I realized how ADHD affected so much of my life beyond time distortion and executive functioning. It’s not just that I sometimes felt like my mind was moving so fast I couldn’t grab hold of my thoughts or that I was a bit dreamy. I approached dating as a form of hyperfixation, getting so caught up in the thrill of the person, the possibility until all the thrill drained out and I lost interest. That in order to connect, really connect, with someone I had to let them see beyond the masking.
And then, I met my current partner. We met in the usual way (Hinge match) and we hit it off right away. She was everything I didn’t usually date- a grown up woman with a grown up job who seemed to have herself figured out. She was in therapy! She had a 401k! She lived in her own one bedroom! She thought my opening message about butternut squash was charming and not weird!
The greatest gift she gave me was the space to open up slowly. Our first date was only 3 hours long. Because of travel and sickness, we went on 4 dates in 6 weeks, a practical snail’s pace compared to my usual breakneck speed. Because she didn’t need me to figure out her mess, I had time to sort through mine. To understand how I felt past that rush of initial contact.
Of course, I was terrified. All of my instincts were screaming out to run, to build more walls. She was too put together, too outgoing, she’d grow bored with my introversion, my love of staying in.
But something strange happened- I resisted all of my instincts. I knew now not to always trust them, not to jump at every impulse. I didn’t text her 24/7 right away. I didn’t schedule 4 dates in one week and get sick of her. I didn’t try to force anything or get wrapped up in the fantasy. Instead of shouldering all of her burdens right away without giving anything in return, I let her carry some of mine. I stopped trying to prove how together I was and let the ragged seams and messy stitches show through.
Eventually, I realized I cared about her so much I was almost never late to a date (with the exception of the two times I was 45 minutes late, but I blame that on transit from Queens (sorry, Jam)).
In allowing myself to become the mess I had feared to be, in learning why I was this way, that it wasn’t laziness or failure to be normal but a different wiring, in showing J what she now lovingly calls my chaos brain, I didn’t scare her away. If anything it brought us closer.
Over a year on and just past my two year anniversary with my therapist, we live together. I’m reading books and studies on the way ADHD presents differently in women and can affect their relationships and share my findings with J. I’ve learned that communicating my needs and thoughts is easier for me through writing, and sometimes I’ll text her from work about a conversation we were having the night previously.

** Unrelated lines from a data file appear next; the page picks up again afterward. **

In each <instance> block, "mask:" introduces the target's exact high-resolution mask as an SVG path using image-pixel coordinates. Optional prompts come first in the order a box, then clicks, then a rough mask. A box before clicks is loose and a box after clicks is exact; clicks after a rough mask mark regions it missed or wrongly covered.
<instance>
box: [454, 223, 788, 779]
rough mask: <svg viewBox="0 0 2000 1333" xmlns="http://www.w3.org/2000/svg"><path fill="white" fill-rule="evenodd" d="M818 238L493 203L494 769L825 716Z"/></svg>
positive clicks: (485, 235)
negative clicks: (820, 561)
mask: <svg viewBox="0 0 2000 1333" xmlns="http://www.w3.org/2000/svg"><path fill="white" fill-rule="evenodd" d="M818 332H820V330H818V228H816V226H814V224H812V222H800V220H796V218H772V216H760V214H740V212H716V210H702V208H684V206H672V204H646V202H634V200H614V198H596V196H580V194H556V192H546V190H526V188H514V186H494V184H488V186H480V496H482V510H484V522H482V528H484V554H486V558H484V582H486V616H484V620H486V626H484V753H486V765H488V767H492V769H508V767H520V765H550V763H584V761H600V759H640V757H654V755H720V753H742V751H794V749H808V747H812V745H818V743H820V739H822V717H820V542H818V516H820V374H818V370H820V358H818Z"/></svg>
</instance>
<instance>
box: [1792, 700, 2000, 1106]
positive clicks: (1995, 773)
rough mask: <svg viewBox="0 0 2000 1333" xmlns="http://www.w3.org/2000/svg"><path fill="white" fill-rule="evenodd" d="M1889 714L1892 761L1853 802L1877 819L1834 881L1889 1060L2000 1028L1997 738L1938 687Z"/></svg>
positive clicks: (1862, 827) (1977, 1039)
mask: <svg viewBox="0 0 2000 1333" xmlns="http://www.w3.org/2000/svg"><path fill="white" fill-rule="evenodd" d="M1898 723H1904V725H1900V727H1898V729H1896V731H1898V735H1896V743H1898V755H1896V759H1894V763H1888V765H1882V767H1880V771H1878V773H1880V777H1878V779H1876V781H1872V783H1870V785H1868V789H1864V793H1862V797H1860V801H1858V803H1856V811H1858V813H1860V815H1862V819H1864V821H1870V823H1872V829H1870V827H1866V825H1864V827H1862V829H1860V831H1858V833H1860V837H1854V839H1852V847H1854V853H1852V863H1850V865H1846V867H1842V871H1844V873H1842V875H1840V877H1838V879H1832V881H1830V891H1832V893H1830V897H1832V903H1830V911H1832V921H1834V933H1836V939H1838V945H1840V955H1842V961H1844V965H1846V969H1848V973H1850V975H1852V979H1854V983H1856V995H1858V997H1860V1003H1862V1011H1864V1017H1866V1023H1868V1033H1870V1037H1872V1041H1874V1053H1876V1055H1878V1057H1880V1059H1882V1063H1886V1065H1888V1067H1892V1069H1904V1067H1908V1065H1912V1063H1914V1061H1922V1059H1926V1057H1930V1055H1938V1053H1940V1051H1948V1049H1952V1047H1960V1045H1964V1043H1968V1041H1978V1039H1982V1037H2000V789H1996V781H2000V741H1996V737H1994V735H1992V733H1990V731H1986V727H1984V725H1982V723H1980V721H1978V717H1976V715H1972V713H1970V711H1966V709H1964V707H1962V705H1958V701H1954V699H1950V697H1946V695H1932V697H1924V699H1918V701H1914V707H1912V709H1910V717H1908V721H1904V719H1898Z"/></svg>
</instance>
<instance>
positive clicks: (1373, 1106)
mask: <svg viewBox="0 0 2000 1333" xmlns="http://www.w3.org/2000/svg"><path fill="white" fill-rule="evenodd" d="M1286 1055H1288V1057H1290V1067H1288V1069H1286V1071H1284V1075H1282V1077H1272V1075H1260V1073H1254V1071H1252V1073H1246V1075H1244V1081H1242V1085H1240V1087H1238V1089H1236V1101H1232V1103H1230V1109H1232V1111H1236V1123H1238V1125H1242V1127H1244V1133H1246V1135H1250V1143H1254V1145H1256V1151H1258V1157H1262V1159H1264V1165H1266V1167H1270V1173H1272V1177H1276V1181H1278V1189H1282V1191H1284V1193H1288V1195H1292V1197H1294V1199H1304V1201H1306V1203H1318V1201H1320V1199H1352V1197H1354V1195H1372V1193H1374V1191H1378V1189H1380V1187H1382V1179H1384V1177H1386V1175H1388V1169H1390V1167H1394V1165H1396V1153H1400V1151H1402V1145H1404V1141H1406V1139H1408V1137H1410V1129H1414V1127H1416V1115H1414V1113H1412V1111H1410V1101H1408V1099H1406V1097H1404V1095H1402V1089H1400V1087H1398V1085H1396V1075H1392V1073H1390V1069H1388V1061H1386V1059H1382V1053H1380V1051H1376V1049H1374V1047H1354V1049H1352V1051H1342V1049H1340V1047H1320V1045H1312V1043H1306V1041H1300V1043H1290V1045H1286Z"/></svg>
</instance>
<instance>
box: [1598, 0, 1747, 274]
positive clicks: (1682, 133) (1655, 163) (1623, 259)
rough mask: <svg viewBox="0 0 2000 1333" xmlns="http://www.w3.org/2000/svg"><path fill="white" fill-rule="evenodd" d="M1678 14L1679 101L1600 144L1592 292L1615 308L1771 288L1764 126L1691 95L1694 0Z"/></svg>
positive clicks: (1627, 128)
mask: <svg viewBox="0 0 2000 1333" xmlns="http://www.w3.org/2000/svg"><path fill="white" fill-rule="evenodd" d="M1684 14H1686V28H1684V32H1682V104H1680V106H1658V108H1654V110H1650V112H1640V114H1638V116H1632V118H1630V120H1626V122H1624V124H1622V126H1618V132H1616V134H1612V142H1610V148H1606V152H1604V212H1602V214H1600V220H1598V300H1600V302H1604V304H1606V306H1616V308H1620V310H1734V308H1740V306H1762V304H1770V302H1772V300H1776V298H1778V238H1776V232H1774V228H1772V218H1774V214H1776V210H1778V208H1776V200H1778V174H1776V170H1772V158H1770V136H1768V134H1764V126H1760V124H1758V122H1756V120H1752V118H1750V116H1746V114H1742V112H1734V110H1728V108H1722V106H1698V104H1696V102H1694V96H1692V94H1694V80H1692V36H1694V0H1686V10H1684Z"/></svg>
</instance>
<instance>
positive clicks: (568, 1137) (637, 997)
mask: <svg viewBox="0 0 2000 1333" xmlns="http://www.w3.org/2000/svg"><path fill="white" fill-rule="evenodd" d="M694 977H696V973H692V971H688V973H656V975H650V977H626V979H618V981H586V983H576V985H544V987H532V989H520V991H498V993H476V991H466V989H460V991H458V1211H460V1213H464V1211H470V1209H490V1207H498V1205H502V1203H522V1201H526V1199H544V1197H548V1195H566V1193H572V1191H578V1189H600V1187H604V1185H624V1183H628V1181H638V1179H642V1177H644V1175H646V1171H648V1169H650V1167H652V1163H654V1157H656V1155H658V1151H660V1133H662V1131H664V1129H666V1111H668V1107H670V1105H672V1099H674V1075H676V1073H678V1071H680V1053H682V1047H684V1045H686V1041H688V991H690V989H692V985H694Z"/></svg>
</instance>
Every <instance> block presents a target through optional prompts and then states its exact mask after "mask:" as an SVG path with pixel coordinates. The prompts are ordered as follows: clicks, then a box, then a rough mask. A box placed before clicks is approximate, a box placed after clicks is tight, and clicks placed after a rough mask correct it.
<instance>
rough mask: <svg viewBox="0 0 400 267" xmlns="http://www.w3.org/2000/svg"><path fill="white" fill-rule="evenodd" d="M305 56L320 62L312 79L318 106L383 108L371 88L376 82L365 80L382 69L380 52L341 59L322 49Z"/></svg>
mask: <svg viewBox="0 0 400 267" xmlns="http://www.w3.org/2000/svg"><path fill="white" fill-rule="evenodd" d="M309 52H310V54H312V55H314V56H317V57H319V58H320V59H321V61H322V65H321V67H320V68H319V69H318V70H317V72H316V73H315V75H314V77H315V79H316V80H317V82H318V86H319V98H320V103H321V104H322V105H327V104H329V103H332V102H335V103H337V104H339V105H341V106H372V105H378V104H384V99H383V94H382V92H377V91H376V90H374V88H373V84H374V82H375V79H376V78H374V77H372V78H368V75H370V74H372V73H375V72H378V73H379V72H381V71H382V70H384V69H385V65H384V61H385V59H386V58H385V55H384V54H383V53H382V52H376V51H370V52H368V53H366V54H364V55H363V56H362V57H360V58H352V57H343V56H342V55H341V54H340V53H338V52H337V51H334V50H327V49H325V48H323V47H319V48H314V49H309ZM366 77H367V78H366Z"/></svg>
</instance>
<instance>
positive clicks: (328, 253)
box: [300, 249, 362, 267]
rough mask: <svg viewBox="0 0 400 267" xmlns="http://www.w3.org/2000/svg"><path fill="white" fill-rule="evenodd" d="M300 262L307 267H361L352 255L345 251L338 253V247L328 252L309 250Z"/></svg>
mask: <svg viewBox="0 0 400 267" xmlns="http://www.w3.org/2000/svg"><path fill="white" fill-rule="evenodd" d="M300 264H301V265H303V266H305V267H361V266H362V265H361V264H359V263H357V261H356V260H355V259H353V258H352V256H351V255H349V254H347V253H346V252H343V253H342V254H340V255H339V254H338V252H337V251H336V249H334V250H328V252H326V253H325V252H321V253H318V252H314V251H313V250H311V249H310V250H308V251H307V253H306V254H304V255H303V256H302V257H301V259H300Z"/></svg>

I now recognize my first instinct is often a defense mechanism and that my brain needs time and space to filter through information like ground water through soil, purifying and refining as it goes. Every day is an experiment in how to run a household with one neurodivergent brain and one brain geared towards order.
So far, I’ve only gotten us locked out of the twice (our solution was to just remove the chain lock from the door), and J still thinks it’s cute how often I misplace my phone in our apartment and harmonizes with the weird little songs that burst out of me. My messy little brain feels free to wiggle and groove however it needs to while J helps to make sure it doesn’t fall completely off the tracks.